You are viewing a plain text version of this content. The canonical link for it is here.
Posted to notifications@asterixdb.apache.org by "Taewoo Kim (JIRA)" <ji...@apache.org> on 2016/01/03 03:48:39 UTC

[jira] [Created] (ASTERIXDB-1246) Unnecessary decor variables of a group-by are not removed until PushProjectDownRule is fired.

Taewoo Kim created ASTERIXDB-1246:
-------------------------------------

             Summary: Unnecessary decor variables of a group-by are not removed until PushProjectDownRule is fired.
                 Key: ASTERIXDB-1246
                 URL: https://issues.apache.org/jira/browse/ASTERIXDB-1246
             Project: Apache AsterixDB
          Issue Type: Bug
            Reporter: Taewoo Kim
            Assignee: Taewoo Kim


Unnecessary decor variables of a group-by is not removed until PushProjectDownRule is fired.

Currently, group-by for a subplan is introduced when IntroduceGroupByForSubplanRule is fired. At this time, decor variables for the new group-by operator are also added based on the variable usage after the new group-by operator.
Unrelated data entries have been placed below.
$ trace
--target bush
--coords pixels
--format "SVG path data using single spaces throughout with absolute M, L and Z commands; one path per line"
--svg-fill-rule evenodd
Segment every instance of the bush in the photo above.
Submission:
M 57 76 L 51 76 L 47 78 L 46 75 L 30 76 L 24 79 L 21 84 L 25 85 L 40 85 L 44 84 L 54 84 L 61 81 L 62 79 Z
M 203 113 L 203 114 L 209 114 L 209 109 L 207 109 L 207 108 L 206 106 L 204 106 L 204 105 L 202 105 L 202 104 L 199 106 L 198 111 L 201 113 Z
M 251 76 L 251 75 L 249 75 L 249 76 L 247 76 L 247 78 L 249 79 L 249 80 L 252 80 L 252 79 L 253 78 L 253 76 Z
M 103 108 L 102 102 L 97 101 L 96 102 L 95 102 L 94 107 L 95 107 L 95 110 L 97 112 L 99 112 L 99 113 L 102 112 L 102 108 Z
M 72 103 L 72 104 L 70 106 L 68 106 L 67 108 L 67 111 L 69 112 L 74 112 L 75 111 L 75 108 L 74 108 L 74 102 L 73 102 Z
After this rule, other optimizations might make decor variables unnecessary. One example is that an assign after group-by can be moved before the group-by operator so that a record variable (e.g., $$0) that is required for the given assign does not need to be passed through the group-by operator. These unnecessary decor variables will be removed only when PushProjectDownRule is fired. 

As the rule name suggests, PushProjectDownRule rule will be fired only when we have a project operator in the plan. Currently in my branch (index-only plan branch), this affects the IntroduceSelectAccessMethodRule, which transforms a plan into indexes-utilization plan. In this rule, it checks whether the given plan is an index-only plan by checking variables used after a SELECT operator. If only secondary key and/or primary key are used, then the given plan is an index-only plan and we can use a secodnary-index search to return SK and PK. 

The issue is that IntroduceSelectAccessMethodRule is fired before PushProjectDownRule and generally there is no project is introduced in the plan before IntroduceSelectAccessMethodRule. So, these unnecessary decor variables are not used; however, they still sit in the plan so that the optimizer wrongly decides the given plan as a non-index-only plan. The following is an example query. If we have a secondary index on count1 (PK:tweetid), then this should be qualified as an index-only plan for the outer branch. In fact, it doesn't because of unnecessary decor variables that still sit after some optimizations.

for $t1 in dataset('TweetMessages')
where $t1.countA > 0
return {
"tweetid1": $t1.tweetid,
"count1":$t1.countA,
"t2info": for $t2 in dataset('TweetMessages')
                        where $t1.countA /* +indexnl */= $t2.tweetid
                        return {"tweetid2": $t2.tweetid,
                                "count2": $t2.countB}
}

We can separate PushProjectDownRule rule into two rules: push project down and clean decor variables. 



--
This message was sent by Atlassian JIRA
(v6.3.4#6332)